The likelihood from Smith and Gelfand has two typos, so I am reproducing the correct likelihood below:
$$
\prod^{3}_{i=1}\left[\sum_{ji} {n_{i1} \choose j_i}{n_{i2} \choose y_i-j_i}\theta_{1}^{j_{i}}(1-\theta_{1})^{n_{i1}-j_{i}}\theta_{2}^{y_{i}-j_{i}}(1-\theta_{2})^{n_{i2}-y_{i}+j_{i}}\right]
$$
Note that the bounds on $j_{i}$ are as follows: $max(0,y_{i}-n_{i2}) \leq j_{i} \leq min(n_{i1},y_{i})$.
**Important!** They don't say in the paper, but Smith and Gelfand drop the factorials from their likelihood ${n_{i1} \choose j_{i}}{n_{i2} \choose y_{i}-j_{i}}$ when they plot Figure 2. I **do not want you to drop these coefficients** but if you want to check that your likelihood is correct, you can see what yours looks like if you do drop those coefficients, as it should match Figure 2. (But then add them back!) The constant does not change the $(\theta_{1},\theta_{2})$ location of the peaks of the posterior distribution. (In other words, the peaks are still in the same place but the shape of the likelihood is changed.) However, it does change the posterior and Smith and Gelfand look to have just made a mistake. To get the correct posterior likelihood, the factorials should be left in.
**Exercise 5**: Use a grid search to find the MLEs. Plot the two-dimensional likelihood.
To apply a Bayesian analysis, we need prior distributions for $\theta_{1}$ and $\theta_{2}$. We will follow Smith and Gelfand’s lead and just use the unit square (so Unif(0,1) for both). What other prior distributions might we have used?
We will use sampling importance resampling to sample from the posterior distribution.
To do this, first generate a sample from the prior distributions to get prior samples of $(\theta_{1},\theta_{2})$. Then calculate the likelihood of the data for each sample from the prior $(\theta_{1},\theta_{2})$.
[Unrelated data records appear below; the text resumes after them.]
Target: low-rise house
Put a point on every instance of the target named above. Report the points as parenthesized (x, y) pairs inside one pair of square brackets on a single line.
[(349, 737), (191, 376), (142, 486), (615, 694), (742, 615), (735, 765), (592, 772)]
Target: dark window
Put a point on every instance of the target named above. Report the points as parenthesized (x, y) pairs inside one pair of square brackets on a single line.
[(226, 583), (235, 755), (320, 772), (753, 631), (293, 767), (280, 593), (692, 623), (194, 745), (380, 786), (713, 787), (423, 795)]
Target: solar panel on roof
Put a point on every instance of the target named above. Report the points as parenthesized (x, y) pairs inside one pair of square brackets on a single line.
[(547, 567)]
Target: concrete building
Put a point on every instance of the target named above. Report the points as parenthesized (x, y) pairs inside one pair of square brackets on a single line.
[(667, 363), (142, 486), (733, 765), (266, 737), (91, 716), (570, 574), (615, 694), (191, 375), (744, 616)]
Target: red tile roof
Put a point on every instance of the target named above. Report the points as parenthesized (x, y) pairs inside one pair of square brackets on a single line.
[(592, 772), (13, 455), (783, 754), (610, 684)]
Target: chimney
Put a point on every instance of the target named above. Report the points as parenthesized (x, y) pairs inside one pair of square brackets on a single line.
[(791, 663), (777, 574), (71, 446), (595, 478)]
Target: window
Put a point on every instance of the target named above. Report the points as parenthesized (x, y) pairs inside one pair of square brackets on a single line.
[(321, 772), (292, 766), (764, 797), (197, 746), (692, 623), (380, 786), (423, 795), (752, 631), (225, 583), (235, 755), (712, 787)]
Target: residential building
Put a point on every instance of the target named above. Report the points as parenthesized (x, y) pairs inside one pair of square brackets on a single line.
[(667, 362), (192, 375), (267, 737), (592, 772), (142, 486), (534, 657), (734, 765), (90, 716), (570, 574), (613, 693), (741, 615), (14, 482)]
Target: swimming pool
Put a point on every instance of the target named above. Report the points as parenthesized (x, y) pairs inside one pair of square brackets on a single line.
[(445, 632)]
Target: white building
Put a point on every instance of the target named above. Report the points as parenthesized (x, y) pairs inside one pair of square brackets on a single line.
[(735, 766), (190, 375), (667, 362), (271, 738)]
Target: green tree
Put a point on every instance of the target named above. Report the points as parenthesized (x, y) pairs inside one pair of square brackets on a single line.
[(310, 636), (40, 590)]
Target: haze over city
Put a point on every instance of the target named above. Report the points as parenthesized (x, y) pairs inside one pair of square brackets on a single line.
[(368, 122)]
The probability of resampling each sample from the prior is
$$
q = \frac{\mbox{Likelihood}(\theta_{1},\theta_{2};y)}{\sum \mbox{Likelihood}(\theta_{1},\theta_{2};y)}
$$
Use this procedure to generate a posterior distribution for $\theta_{1}$ and $\theta_{2}$.
**Exercise 6**: Plot the posterior distribution in the manner of Smith and Gelfand (1992) Figure 2 on top of the likelihood surface from question 2. (It might be easier to visualize if you plot the surface as a contour plot, rather than as a color image.) Are they similar? Different?
**Exercise 7**: What does this procedure tell us about how the support for the prior (the range of values “permitted” under the prior for which the pdf>0) affects the support for the posterior? In light of this, why does Figure 2 from Smith and Gelfand (1992) look funny?
**Exercise 8**: What would the posterior samples look like if the priors for $\theta_{1}$ and $\theta_{2}$ were drawn from Unif(0,0.5) instead of Unif(0,1)?